His gaze took in the oversize couch and matching chairs in warm plaids she’d helped him choose. She had a nice touch, had even managed to bring some of her essence into these rooms, though not enough to capture the same homey feeling of her town house. Furniture alone would not make this house a home.
People—warm bodies would help. A wife and kids really weren’t a bad idea. He hadn’t actually thought much about having either, until today. Actually, he’d told Lauren he needed a wife more to get her attention, but the idea had sounded right even as he’d said it. The patter of little feet, the smells of dinner cooking and the warm greeting of a wife, happy to see him after a long day’s work, held an intoxicating appeal when faced with the emptiness of his house.
He drew a deep breath. He had to face facts. Without Lauren, he didn’t have much of a life. Though she’d been too busy to notice, it’d been months since he’d taken a woman on a date. He couldn’t work up the stomach for it. Lauren was right. Meaningless sex wasn’t all it used to be.
He had to make something more of his life.
Exhaling, he rose. He plodded to the sprawling master bedroom. It was a shame she was so wrapped up in her work that she couldn’t see that she, too, was missing out. Having her life revolve around her agency might sustain her at the moment, but once she got her business on an even keel and learned to work smart, not hard, she’d realize what he’d just begun to know over the past year.
Work did not make the world go round.
As a contractual landscaper, he’d found more work over the years than he could handle on his own. With a full crew at his disposal, he spent much of his time meeting with landscape architects, implementing construction plans on site and inspecting projects. Sure, his work fulfilled him to an extent, but it wasn’t enough.
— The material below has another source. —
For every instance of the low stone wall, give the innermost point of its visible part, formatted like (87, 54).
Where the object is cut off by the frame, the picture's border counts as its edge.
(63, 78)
He stripped down to his Skivvies, then stretched out on his king-size bed, made up in the green and maroon linens Lauren had handpicked for him. At least she’d squeezed time into her schedule to help him shop. He couldn’t have done it on his own.
She’d been invaluable in choosing this house, too. Perhaps it wasn’t such a monstrosity, after all. Not only did it offer the flexibility needed to accommodate his plans, its market value had already increased by a tidy sum. She knew how to pick them. Now, all he had to do was get her to turn her energies toward finding him a wife. No one knew him better than she did. If anyone could find the right woman for him, Lauren was the one.
Unless, of course, she had thoughts of filling the position herself.
LAUREN TURNED from her computer as Elliot breezed into her office the next morning. With a grand gesture, he deposited a thick stack of flyers on her desk. “For Bennett’s mass mailing.”
Stifling a yawn, she glanced over the stack. “Too bad we couldn’t afford to have them folded.”